Interviewer training consisted of providing coordinators time to familiarize themselves with the instrument, emphasizing the need to exactly adhere to the questions, embedded scripts, and decision trees, and conducting several practices with mock patients. The unstructured portion of the interview was administered first and was followed by the fully structured portion. For the unstructured portion, the coordinator asked and wrote down the responses to the following query: “On the screening form, we asked you to identify your worst blast event which you described as.. Today, I would like you to tell me in as much detail as possible what happened to you and what you felt.” [Interviewer instructions: Make sure to get a clear narrative about events leading up to the blast, information about the blast event, and information about what happened after the blast including what he/she experienced physically and emotionally].
The entire VCU rCDI-B is provided in Appendix A (supplementary material is available online at
Primary outcome measures
The primary outcome measure was the five physicians' independent diagnoses of whether the participant probably did or did not sustain an mTBI during the interviewed event. All physicians were board certified or eligible in physical medicine and rehabilitation and considered themselves TBI experts by virtue of training and experience. Two were investigators for the overarching study. Physicians were each separately provided with deidentified copies of the subject's VCU-rCDI-B responses and were instructed to use their best clinical judgment to determine the diagnosis based on the aforementioned CDC definition of mTBI. In cases of diagnostic uncertainty, they were asked to use their best judgment to make a choice of mTBI versus no mTBI using the legal definition of probability as a reference (greater or less than 50% probability). They independently reviewed and interpreted the interview data and all were blinded to any other subject information or the other physician ratings.
Sample 1 (n=66) ratings procedure and algorithm development
In sample 1, we aimed to examine inter-rater reliability of not only the yes/no TBI determination, but also ordinal TBI likelihood scale ratings, so we instructed the physicians to also rate their level of certainty on each diagnosis. Specifically, they were asked to rate their yes versus no determination as being either of high or low certainty using 90% or higher confidence as the anchor for high certainty. Thus, the following clinician rating was generated for each participant with the TBI likelihood ordinal scale ranking denoted in parentheses:
(>=2) Yes; most likely is a TBI
(3) TBI with high certainty; at least 90% confidence subject had TBI,
(2) TBI with low certainty; subject most likely had TBI but less than 90% confident,
(<=1) No; most likely is not a TBI
(1) No TBI with low certainty; subject most likely did not have TBI but less than 90% confident,
(0) No TBI with high certainty; at least 90% confidence subject did not have TBI.

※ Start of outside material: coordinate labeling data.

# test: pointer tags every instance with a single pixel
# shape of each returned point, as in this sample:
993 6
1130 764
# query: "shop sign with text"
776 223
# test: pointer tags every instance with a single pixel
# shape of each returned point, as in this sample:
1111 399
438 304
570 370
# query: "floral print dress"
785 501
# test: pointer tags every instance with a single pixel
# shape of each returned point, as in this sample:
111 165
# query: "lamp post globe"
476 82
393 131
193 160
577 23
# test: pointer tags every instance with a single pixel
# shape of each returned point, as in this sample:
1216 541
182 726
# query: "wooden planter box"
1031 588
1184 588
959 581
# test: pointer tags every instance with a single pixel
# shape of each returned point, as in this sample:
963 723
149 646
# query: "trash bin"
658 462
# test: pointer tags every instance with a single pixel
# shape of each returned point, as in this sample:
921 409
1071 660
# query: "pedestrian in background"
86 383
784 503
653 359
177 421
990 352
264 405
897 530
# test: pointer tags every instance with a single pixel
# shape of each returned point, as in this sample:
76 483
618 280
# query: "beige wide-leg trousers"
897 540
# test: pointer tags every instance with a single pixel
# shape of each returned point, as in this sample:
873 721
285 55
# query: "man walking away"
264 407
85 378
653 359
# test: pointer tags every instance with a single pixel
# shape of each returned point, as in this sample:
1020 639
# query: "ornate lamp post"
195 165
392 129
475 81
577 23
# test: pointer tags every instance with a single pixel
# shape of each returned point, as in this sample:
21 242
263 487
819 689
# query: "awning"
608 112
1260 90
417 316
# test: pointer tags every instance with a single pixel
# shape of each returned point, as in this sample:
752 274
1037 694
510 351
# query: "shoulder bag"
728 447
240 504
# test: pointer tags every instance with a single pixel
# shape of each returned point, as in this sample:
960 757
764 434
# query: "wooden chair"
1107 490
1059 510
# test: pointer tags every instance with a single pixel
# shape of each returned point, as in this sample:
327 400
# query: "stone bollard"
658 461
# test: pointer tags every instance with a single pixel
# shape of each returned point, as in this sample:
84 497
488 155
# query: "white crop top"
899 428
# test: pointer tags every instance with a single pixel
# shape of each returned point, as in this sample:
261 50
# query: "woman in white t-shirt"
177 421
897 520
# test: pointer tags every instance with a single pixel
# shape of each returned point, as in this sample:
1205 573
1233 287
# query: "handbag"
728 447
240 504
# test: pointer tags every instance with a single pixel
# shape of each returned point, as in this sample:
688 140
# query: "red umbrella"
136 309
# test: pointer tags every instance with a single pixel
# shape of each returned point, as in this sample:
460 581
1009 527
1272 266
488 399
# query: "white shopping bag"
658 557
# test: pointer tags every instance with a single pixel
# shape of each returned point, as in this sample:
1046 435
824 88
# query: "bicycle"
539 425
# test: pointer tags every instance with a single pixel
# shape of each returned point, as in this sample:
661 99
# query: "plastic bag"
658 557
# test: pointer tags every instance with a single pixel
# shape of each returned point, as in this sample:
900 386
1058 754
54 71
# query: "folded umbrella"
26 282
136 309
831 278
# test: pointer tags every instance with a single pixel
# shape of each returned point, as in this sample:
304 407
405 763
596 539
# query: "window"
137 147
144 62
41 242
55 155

For the purposes of determining the physician consensus rating, only the dichotomous scale of most likely yes versus most likely no was used. A consensus rating was defined as the majority physician diagnosis (three of five physicians) of this scale. That is, if >=3 of 5 physicians independently determined that a subject certainly or most likely had a mTBI, then the physician consensus rating was positive; if >=3 of 5 ratings were certainly not or most likely not, then consensus rating was defined as negative for TBI. Thus, the consensus rating for each participant was a compilation of the independent blinded individual physician interpretations and constituted the gold standard against which algorithm development described in the Results section sought to match.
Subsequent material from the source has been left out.